By mapping out what proteins are created from the body’s 20,300 human genes, the Human Proteoform Project will “elevate the whole ecosystem for biomedical research and for clinical practice,” says Kelleher. “There is a proteoform family for every human gene, and proteoforms have a life of their own. They can be activated or repressed after they are produced, and their diversity varies widely in our different cell types in unknown ways.”

Millions of unique proteoforms are created across the genome due to genetic variation, modification, or alternative splicing, making it an almost unfathomably large undertaking. “All of this is radically open science,” Kelleher says, from which all humankind stands to benefit.

Top-Down Strategy

The Consortium for Top-Down Proteomics launched in 2012. It now has 400 members from around the world advocating for a government role in funding the Human Proteoform Project, says Kelleher.

The proposed approach is different from mainstream proteomics, which captures about 10% of the human proteome, he continues. He likens the bottom-up strategy to stamp collecting where proteoforms are a collection of stamps that get shredded into about 50 pieces each, all about the same size, which then get blown about. Scientists must get down on the floor to collect all the little pieces and try to put the stamps (proteoforms) back together.

In contrast, a top-down strategy determines the precise weight of each stamp (proteoform), all of which are slightly different, says Kelleher. The stamps would also have distinct structural attributes. Scientists then “controllably break” the stamps into pieces to achieve 100% molecular precision for each one.

The board of directors of the Consortium for Top-Down Proteomics is now forming an advisory board to broaden the advocacy base for the Human Proteoform Project, Kelleher reports. It will include current supporters of the consortium as well as scientific leaders.

The consortium has members from academic institutions, corporations, and government agencies worldwide, and its work is supported by sponsorships from Thermo Fisher Scientific, Bruker, SCIEX, Pfizer, and Agilent.

Players in the proteomics space include big players (e.g., Thermo Fisher Scientific, Bruker, Agilent, Waters, and Sciex), numerous small- to mid-size companies providing tools and services, and a growing assortment of small biotech companies attracting venture capital, says Kelleher. Additionally, many biopharmaceutical companies are already using top-down proteomics every day. “Half of the whole pipeline of new drugs are proteins, so that means proteoforms.”

Scaling The Atlas

The existing proteoform atlas, residing on the consortium’s website, contains a couple hundred thousand proteoforms. Northwestern Proteomics also has 50,000 unique human proteoforms from five human tissues, Kelleher says.

As envisioned, technology development over the first three to four years of the project will focus on advancing mass spectrometry—a “linear extension of the current state of play in top-down proteomics,” says Kelleher. After that, “the crystal ball as to what disruptive platforms could emerge gets a little hazy… which is why we’re excited by all those biotech proteomic entrepreneurial companies.”

The community will need to expand its team of proteoform informaticians to perhaps 40 or 50 software engineers, he adds.
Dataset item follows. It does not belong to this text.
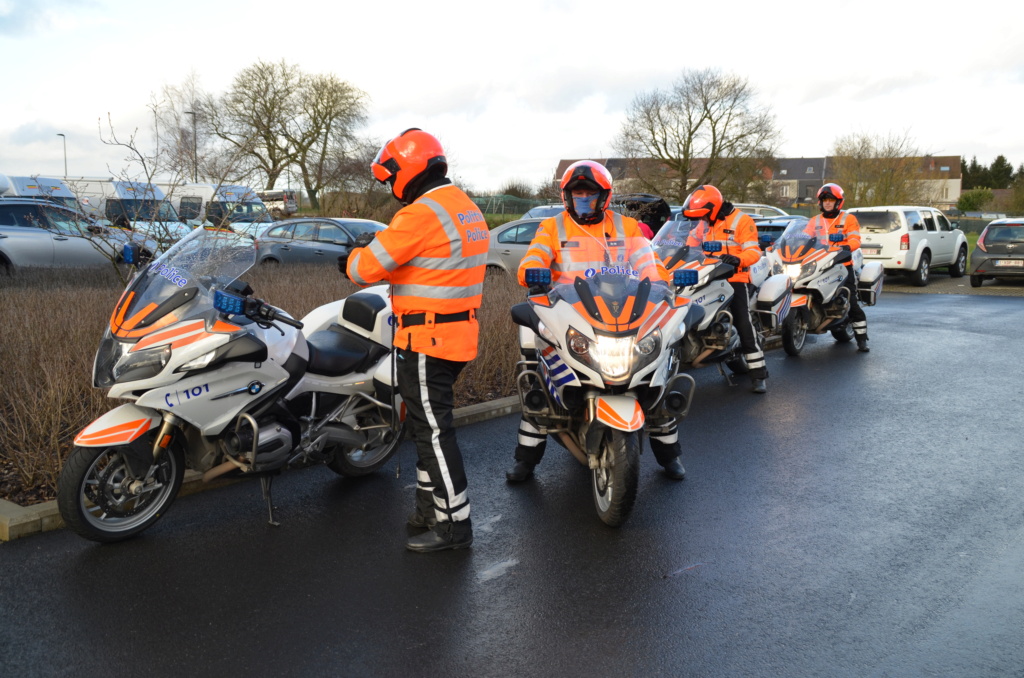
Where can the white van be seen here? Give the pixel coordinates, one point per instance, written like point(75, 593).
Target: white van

The Consortium for Top-Down Proteomics also has a working group of about 40 “computer geeks” around the world currently being funded by an assortment of small grants.

But the project can’t realistically happen on the scale proposed without major financial support from federal governments or foundations, Kelleher notes. The initial ask, now that the framework for the project has been outlined, is on the order of $100 million a year in support. For perspective, the Human Genome Project required approximately $4 billion in public investment over about a decade.